Chimpanzees and humans have one key trait in common − both are natural born killers, scientists have shown.

Evidence suggests our closest animal relatives have an almost psychopathic tendency towards violence and slaughter that is not the result of human interference. A widely held theory is that chimps only turn on each other when humans disrupt their forest habitats or food supplies.

The research indicates this is wishful thinking. In reality, chimps fight and kill to get what they want and “eliminate rivals”, say the authors.

Competing groups of the animals go to war over resources such as territory, food or mates, the study found. And, just as in human conflict, it is often the innocent who are victims. In the violent clashes investigated by the scientists, nursing infants were frequently killed, sometimes after being snatched from their mothers. A 30-strong team of researchers analysed five decades of data from 18 chimpanzee and four bonobo study sites in east, west and central Africa.
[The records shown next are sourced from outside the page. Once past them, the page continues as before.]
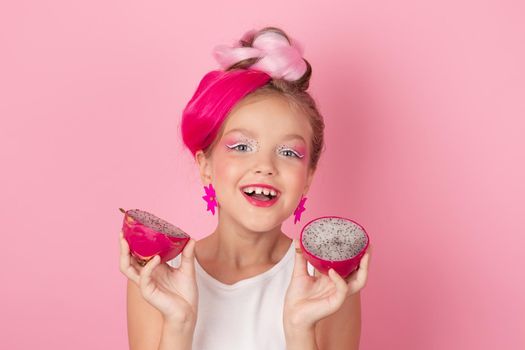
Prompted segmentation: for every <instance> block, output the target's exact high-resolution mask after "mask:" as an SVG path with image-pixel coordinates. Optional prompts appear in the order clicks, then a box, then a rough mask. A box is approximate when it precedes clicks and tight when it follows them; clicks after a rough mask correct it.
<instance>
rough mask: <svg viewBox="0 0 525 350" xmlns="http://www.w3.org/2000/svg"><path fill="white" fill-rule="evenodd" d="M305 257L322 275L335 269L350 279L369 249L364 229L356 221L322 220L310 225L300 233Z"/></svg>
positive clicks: (302, 229) (343, 218)
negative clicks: (331, 269) (366, 250)
mask: <svg viewBox="0 0 525 350" xmlns="http://www.w3.org/2000/svg"><path fill="white" fill-rule="evenodd" d="M300 243H301V249H302V251H303V252H304V256H305V258H306V260H307V261H308V262H310V264H312V266H314V267H315V268H316V269H317V270H318V271H319V272H321V273H323V274H328V270H329V269H330V268H333V269H334V270H335V271H336V272H337V273H339V275H341V277H343V278H346V277H348V276H349V275H350V274H351V273H352V272H353V271H354V270H356V269H357V267H358V266H359V262H360V261H361V258H362V257H363V255H364V254H365V252H366V249H367V248H368V245H369V237H368V234H367V233H366V231H365V229H364V228H363V227H362V226H361V225H359V224H358V223H356V222H355V221H353V220H350V219H347V218H343V217H339V216H323V217H320V218H316V219H314V220H312V221H310V222H308V223H307V224H306V225H305V226H304V227H303V229H302V230H301V237H300Z"/></svg>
Bonobos, another member of the ape genus Pan, are endangered close relatives of chimpanzees said to display positive human behavioural traits such as altruism and empathy.
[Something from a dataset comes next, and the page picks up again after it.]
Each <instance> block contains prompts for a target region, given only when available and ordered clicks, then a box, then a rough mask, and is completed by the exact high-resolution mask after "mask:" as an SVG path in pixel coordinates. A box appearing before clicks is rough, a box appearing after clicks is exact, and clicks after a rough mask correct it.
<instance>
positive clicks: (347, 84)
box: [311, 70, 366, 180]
Attackers were usually males acting together, and victims mostly males and nursing infants of other groups who were unlikely to be close kin.

Intercommunity attacks accounted for 66 per cent of killings and usually victims were strongly out-numbered, typically with odds of eight to one.
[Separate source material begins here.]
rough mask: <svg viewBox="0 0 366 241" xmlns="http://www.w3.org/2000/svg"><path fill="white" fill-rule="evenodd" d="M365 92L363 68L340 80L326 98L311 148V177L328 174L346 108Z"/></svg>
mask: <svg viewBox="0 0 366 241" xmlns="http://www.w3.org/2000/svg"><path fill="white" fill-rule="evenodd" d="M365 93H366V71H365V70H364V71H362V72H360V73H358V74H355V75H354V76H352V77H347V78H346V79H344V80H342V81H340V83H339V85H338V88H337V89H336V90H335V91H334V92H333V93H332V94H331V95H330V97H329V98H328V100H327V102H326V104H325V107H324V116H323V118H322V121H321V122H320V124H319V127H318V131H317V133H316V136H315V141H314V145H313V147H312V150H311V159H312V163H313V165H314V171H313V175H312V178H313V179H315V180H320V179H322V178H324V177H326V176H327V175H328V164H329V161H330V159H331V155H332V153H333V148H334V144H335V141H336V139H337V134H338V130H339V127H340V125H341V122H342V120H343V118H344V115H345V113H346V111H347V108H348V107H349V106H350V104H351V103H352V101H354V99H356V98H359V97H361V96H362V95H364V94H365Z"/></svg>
A key finding was that killing rates bore no relation to measures of human impacts.

The researchers considered three human variables likely to influence chimp behaviour – artificial feeding of wild apes, the size of a protected area − with those that are smaller experiencing more impacts − and environmental disturbance.

They found that killings increased as the number of males and population density rose, but none of the human factors had any effect.

Writing in the journal Nature, the researchers concluded: “Patterns of lethal aggression in Pan show little correlation with human impacts, but are instead better explained by the adaptive hypothesis that killing is a means to eliminate rivals when the costs of killing are low.”